Sospechaba que la vieja taimada solo quería cobrarse algunas deudas pendientes con él, pero tampoco tenía autoridad alguna como para negarse a cumplir con su trabajo. ¿Quién le habría mandado robar aquellas botellas de vino en su última borrachera junto al estúpido de Sergio? ¿Quién iba a pensar, de todos modos, que su dueña no fuese otra que la propia Matriarca? Aquello era tan ridículo que se negaba a creer que todo aquel embrollo fuera causa de un malentendido insustancial.

Media hora después, sin saber muy bien qué hacer con los troncos tirados en el suelo, decidió dejarlos allí y que Elena mandase a alguien para deshacerse de ellos. Más cansado de lo que estaba dispuesto a admitir, se dirigió entonces hacia el fondo del pequeño valle que el río debía haber cruzado. En el fondo, entre frondosos árboles de hoja perenne, el río del cual Luna se suministraba se convertía en un pequeño lago al cual Alexis había ido a nadar algunas veces en los últimos años. Seguía igual que siempre, con sus aguas mansas y los grandes peces que, de vez en cuando, dejaban vislumbrar sus lomos relucientes y brillantes con los rayos del sol que se colaban en el claro. El agua, afortunadamente, se mantenía en verano con una temperatura cálida, más que apta para darse un bien merecido chapuzón después de las horas y horas que se había tirado allí con pico en mano. Y así, dejando caer toda su ropa en la orilla, terminó cruzando el lago a grandes y gráciles brazadas que le hicieron sonreír mientras elevaba su rostro para dejarse bañar por el calor del sol del mediodía. Tenía que traer a sus hijos. Ellos disfrutarían del agua y del aire limpio. Del silencio, roto esporádicamente por los pequeños chapuceos de los peces o el trinar de los pájaros.

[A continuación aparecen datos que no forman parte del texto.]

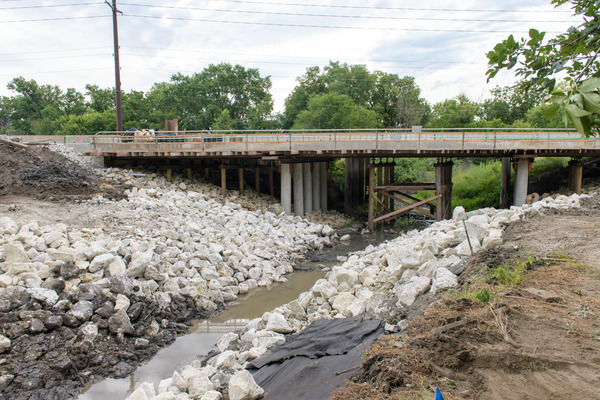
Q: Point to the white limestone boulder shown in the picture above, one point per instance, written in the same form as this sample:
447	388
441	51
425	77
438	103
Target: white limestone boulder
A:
443	279
243	387
407	293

Fue cuando se decidió por salir del agua, satisfecho y de nuevo con una enorme sonrisa en el rostro, cuando lo vio. No había notado su energía, cosa que, por otra parte, no le sorprendía. Tenía días de haberlo visto, con su pelo negro más largo de lo usual y algo despeinado. Y luego estaban aquellos rasgos que, besados por el sol veraniego, cogían un ligero bronceado que doraba apenas su piel.

—¿Qué haces aquí? –preguntó sorprendido. Xavier, de pie en la orilla y con los brazos cruzados, le miró fijamente con el ceño fruncido.

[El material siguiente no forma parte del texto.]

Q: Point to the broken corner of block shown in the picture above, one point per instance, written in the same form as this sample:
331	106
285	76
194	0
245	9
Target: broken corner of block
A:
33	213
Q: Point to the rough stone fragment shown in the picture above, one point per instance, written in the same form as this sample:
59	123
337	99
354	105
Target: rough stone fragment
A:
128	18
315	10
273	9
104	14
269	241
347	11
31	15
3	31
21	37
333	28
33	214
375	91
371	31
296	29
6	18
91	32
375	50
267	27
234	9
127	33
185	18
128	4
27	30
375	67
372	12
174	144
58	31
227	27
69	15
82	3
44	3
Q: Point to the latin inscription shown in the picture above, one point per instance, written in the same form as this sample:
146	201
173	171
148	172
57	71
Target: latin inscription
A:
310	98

—Elena me mandó para ver por qué tardabas tanto. Debí suponer que te habrías entretenido con cualquier tontería.

Alexis, demasiado feliz como para enfadarse, se encogió de hombros. Y de pronto su sonrisa se amplió.

—¿Es eso que veo sudor, Xavier? No puede ser, ¿no?

—Imbécil. Hace un calor del demonio y he tenido que venir hasta aquí simplemente para ver cómo te bañabas.

—¡Ah, pero qué buena está el agua! Deberías probarla.

—No, gracias.

—Estirado.

Ante la falta de respuesta, Alexis suspiró, sin perder aún la sonrisa.